PÓS-GRADUAÇÃO STRICTO SENSU

FACULDADE DE DIREITO DO LARGO SÃO FRANCISCO

UNIVERSIDADE DE SÃO PAULO

DISCIPLINA “O PAPEL POLÍTICO DO JUDICIÁRIO NO DIREITO CONSTITUCIONAL BRASILEIRO EM VIGOR”

SEMINÁRIO 1 (17/03/2015): A relação entre Cortes Constitucionais e Constituição

Textos obrigatórios: 1. SCHMITT, Carl. O guardião da Constituição. Belo Horizonte: Del Rey, 2006 (Cap.

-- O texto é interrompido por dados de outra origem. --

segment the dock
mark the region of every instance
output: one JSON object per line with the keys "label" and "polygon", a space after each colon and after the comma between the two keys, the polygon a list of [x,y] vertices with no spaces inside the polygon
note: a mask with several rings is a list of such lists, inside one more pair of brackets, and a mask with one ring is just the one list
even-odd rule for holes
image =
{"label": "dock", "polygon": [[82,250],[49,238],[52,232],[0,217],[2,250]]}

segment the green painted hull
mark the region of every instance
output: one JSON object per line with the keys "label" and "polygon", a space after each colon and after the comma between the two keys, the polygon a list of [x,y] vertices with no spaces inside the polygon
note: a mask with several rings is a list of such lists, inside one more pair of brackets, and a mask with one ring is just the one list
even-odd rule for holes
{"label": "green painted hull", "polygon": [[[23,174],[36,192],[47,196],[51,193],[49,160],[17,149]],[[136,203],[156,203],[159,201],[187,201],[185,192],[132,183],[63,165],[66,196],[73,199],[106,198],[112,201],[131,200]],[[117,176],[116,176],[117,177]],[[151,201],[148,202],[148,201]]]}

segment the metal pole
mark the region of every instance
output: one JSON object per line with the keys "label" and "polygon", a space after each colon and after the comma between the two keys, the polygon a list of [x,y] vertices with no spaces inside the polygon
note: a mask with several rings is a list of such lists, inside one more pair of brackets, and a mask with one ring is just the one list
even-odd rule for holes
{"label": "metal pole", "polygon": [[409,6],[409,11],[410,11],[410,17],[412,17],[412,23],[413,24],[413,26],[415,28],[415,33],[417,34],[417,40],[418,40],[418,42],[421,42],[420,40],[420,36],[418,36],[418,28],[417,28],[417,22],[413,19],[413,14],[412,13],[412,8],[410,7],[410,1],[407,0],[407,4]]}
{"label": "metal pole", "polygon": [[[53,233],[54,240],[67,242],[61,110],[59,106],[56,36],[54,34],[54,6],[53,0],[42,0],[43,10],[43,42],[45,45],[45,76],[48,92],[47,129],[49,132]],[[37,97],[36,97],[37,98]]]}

III – O Presidente do Reich como guardião da Constituição); 2. KELSEN, Hans. Jurisdição constitucional.

São Paulo: Martins Fontes, 2003 (Quem deve ser o guardião da Constituição? – p. 237-298).

Textos complementares: 1. BERCOVICI, Gilberto. Carl Schmitt, o Estado total e o guardião da

Constituição. Revista Brasileira de Direito Constitucional, São Paulo, n. 1, p. 195-201, jan./jun. 2003.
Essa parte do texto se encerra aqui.